Chapters range from breakfast to dinner and include ones on soups and salads, snacks and other small bites, drinks and desserts (caramelized bananas costs a mere 70 cents for two), and big-batch recipes that reach beyond the usual tomato sauce and chili to spicy pulled pork and pierogis. There are sections on developing supermarket strategies; stocking the pantry with inexpensive staples such as onions, garlic, canned whole tomatoes, pasta, whole grains, and rice; and giving leftovers a lift. “Ideas” pages delve into the improvisational nature of simple, taken-for-granted foods such as toast, oatmeal, or popcorn, and “Method” pages familiarize readers with processes a home cook can use over and over again, such as baked cornmeal-crusted vegetables—a great substitute for frozen french fries out of a bag that, with a easy dipping sauce, can also work as a pre-dinner bite.

One of the things I really like about the book, though, is that it’s a terrific reminder of how varied and various our diet should be, and that cooking from cultures all over the world does not have to be expensive or difficult.
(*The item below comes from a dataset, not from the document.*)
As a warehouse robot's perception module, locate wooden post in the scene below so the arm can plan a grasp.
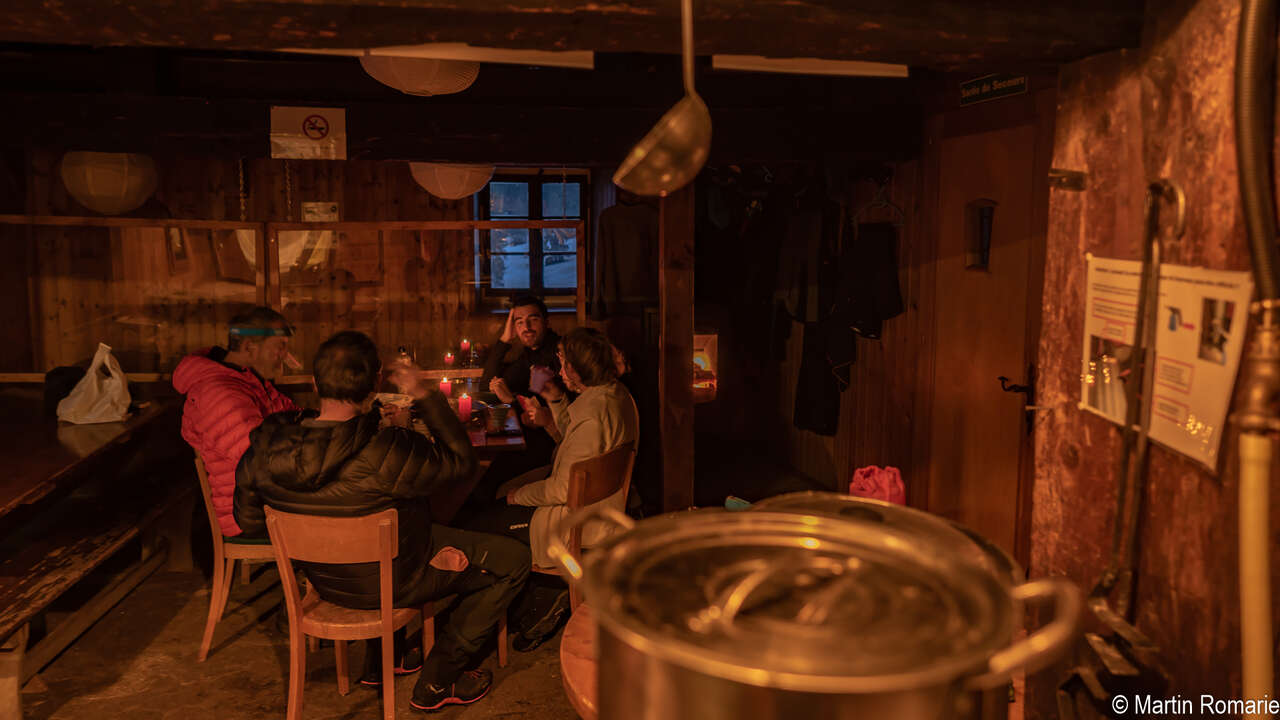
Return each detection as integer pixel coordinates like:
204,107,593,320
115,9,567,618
658,184,694,512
In Peanut Chicken and Broccoli with Coconut Rice (total cost $9; serves six), a homemade peanut sauce ($3/cup) and nutty, fragrant coconut milk elevate a basic chicken and broccoli stir-fry. Indian Chana Masala—total cost $3 for two servings, and about $1 more if you use canned chickpeas—turns a bowl of rice into a protein-rich meal. Tofu Hot Pot (total cost $7.20; serves four) is fresher and better than what you’ll find at your local take-out joint, and the addition of toasted sesame oil adds complexity (I’d stir it in at the end of cooking for more depth of flavor).

And I was delighted to see a version of Filipino Chicken Adobo (total cost $10.40; serves eight), contributed by Tony Pangilinan, who grew up on food stamps after his family immigrated from the Philippines “with nothing but four suitcases and a lot of dreams.” Culinarily speaking, the Philippines is one of the world’s great melting pots, with Malay, Spanish, Chinese, Indian, Arab, and indigenous influences, and the great thing about an adobo (Spanish for “preparation” or “sauce”) is that it acts as a marinade, cooking liquid, and, when thickened, a tangy, clean-tasting sauce. Fabulous bang for the buck, in other words.

Brown is also a proponent of spending money, if you can swing it, on ingredients that are worth the price, such as good-quality eggs, butter, and extra-virgin olive oil. I’m reminded of something the great food writer Laurie Colwin wrote way back in 1987, in the introduction to Home Cooking, a compilation of essays first published in Gourmet: “These are the accessories of cooking, the culinary equivalent of the beautiful handbag or wonderful shoes that make everything else look better.”

And so what’s for supper this evening chez Lear? We’re having one of the easiest, most economical suppers I know—spaghetti with onions. Aside from some of that good olive oil, salt, and pepper, it requires just two ingredients. We’ll eat well tonight, and for next to nothing.